Feuerbrunst auf dem Lindenberg

Die größte bekannte Feuerkatastrophe ereignete sich am 28. April 1795. An diesem Tag brannten auf dem “Lindenberg”, dem höchsten Punkt des Dorfes (Kreuzung Dorfstr.-Brink-Eck) 4 Höfe und das alte Schulgebäude ab. Zwei tote Einwohner, verbrannte Viehbestände und große materielle Verluste waren die Folge.
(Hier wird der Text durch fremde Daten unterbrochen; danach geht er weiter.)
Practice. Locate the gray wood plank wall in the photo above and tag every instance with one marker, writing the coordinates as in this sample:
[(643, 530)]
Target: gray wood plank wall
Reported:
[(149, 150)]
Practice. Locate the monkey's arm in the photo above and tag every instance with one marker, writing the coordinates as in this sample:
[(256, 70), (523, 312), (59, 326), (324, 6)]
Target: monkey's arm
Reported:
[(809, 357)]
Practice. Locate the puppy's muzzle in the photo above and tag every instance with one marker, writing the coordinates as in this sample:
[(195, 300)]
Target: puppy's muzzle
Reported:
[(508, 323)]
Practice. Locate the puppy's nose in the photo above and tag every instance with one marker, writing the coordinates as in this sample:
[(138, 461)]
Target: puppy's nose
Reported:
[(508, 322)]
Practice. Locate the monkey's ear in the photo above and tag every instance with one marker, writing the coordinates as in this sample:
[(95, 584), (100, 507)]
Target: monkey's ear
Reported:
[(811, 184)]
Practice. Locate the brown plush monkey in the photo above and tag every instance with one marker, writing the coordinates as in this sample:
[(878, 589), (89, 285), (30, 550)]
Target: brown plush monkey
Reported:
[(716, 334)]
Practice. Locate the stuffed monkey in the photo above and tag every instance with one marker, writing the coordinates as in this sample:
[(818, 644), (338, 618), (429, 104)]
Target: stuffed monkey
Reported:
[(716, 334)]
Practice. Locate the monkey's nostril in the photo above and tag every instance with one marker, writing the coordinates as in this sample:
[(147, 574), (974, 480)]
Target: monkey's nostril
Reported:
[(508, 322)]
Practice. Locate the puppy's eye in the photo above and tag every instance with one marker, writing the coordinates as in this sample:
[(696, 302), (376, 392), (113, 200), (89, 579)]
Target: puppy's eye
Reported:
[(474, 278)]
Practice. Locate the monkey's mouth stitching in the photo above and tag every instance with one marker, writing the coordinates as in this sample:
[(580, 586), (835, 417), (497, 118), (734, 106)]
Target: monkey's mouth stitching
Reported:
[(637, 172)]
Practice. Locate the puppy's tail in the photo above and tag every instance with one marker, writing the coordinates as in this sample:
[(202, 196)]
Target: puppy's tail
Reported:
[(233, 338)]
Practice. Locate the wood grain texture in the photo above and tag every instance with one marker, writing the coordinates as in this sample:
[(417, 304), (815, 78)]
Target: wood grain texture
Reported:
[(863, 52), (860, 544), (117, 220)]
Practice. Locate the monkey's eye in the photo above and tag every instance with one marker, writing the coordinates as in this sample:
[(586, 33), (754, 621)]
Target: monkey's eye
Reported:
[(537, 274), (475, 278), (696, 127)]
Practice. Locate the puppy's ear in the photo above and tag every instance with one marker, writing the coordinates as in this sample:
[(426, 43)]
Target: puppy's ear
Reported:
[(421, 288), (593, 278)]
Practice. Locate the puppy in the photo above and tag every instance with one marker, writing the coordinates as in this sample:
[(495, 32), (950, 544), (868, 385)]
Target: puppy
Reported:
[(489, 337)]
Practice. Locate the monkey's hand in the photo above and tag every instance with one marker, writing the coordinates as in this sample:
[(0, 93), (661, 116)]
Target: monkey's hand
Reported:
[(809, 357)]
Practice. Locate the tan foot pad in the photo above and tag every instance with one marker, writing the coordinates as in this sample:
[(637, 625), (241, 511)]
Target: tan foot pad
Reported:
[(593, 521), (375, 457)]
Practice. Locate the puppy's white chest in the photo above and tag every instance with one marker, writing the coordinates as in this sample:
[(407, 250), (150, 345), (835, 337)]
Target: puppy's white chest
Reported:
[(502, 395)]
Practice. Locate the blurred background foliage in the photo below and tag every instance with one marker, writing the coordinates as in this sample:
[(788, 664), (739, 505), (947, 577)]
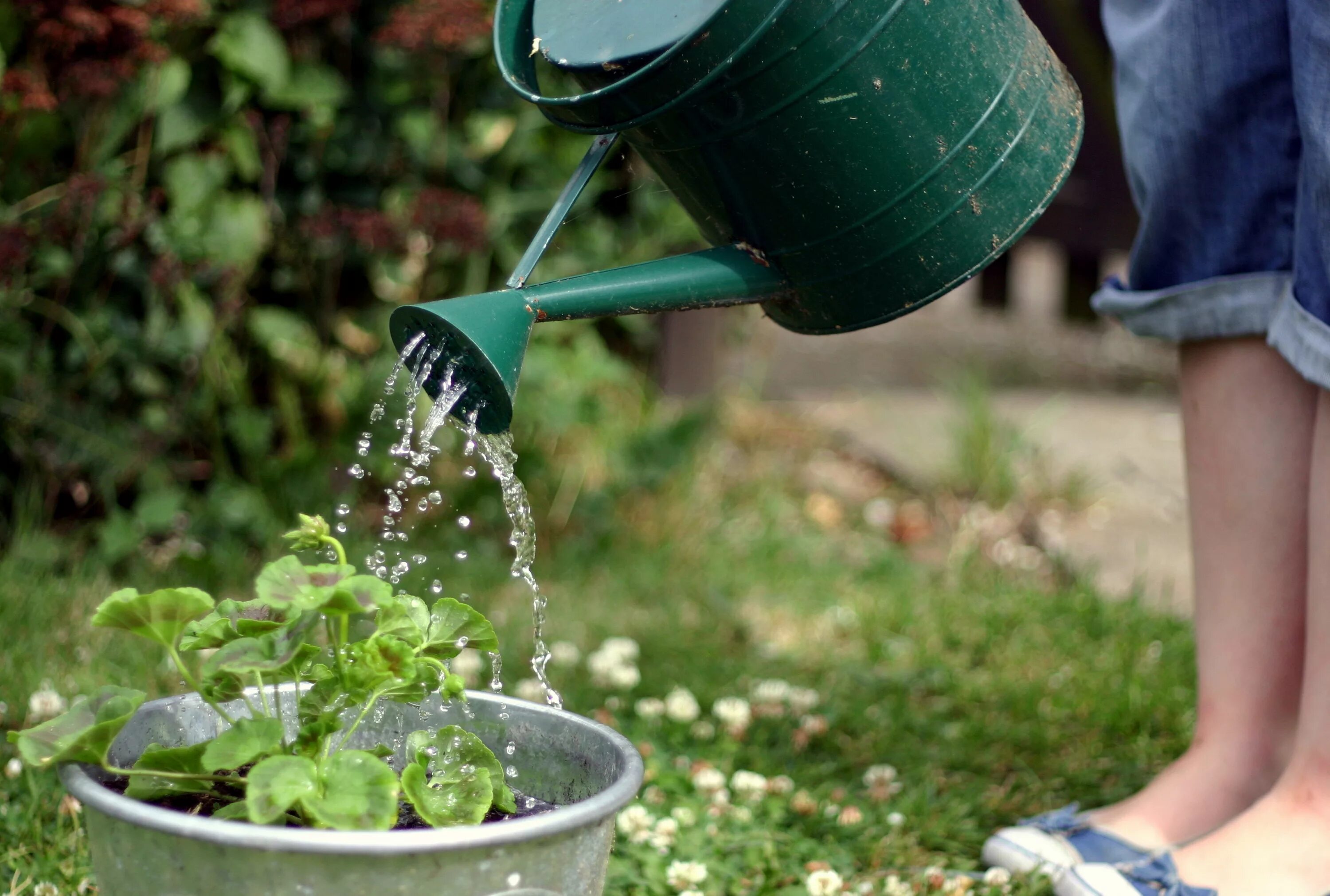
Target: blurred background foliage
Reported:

Die Häuser und die Schule werden umgehend aufgebaut, 1796 wird der Schulbetrieb wieder aufgenommen.

1761
01 / 01 / 1761

Brunneninschrift auf dem Meierhof

Brunneninschrift auf dem Meierhof

Dieser Brunnen ist das älteste Zeugnis aus der Zeit vor mehr als 250 Jahren in Hävern. In der Sandsteinfassung erkennt man folgende Initialen : J. Daniel Kaiser AC Elisabey  Hacken 1761. Das bedeutet, Johann Daniel Kaiser aus Hävern war mit der aus Petershagen stammenden Elisabey Hacken verheiratet gewesen. Oberhalb der Inschrift befinden sich links das Familienwappen der Kaisersippe und rechts der Familie Hacken.

1747
01 / 01 / 1747

1747

Aus Amtsunterlagen von 1747 geht hervor, dass damals die Bauernschaft Hävern aus 21 Höfen und 4 Heuerlingshäusern bestand.

1460
01 / 01 / 1460

Werder/Nüring

“Werder“ wird als Wüstung bei Hävern bezeichnet. Diese ist identisch mit der Konsulation “Nüring“, welche den Zehnten (den zehnten Teil des Ertrages an Feld- und Baumfrüchten und des Viehs) an die Obödienz  (geistlichen Oberen) Kutenhausen abführen musste. Nüring ist also der älteste im Zusammenhang mit Hävern überlieferte Familienname. Nüring(ein althochdeutsches Wort) bedeutet soviel wie Nahrung.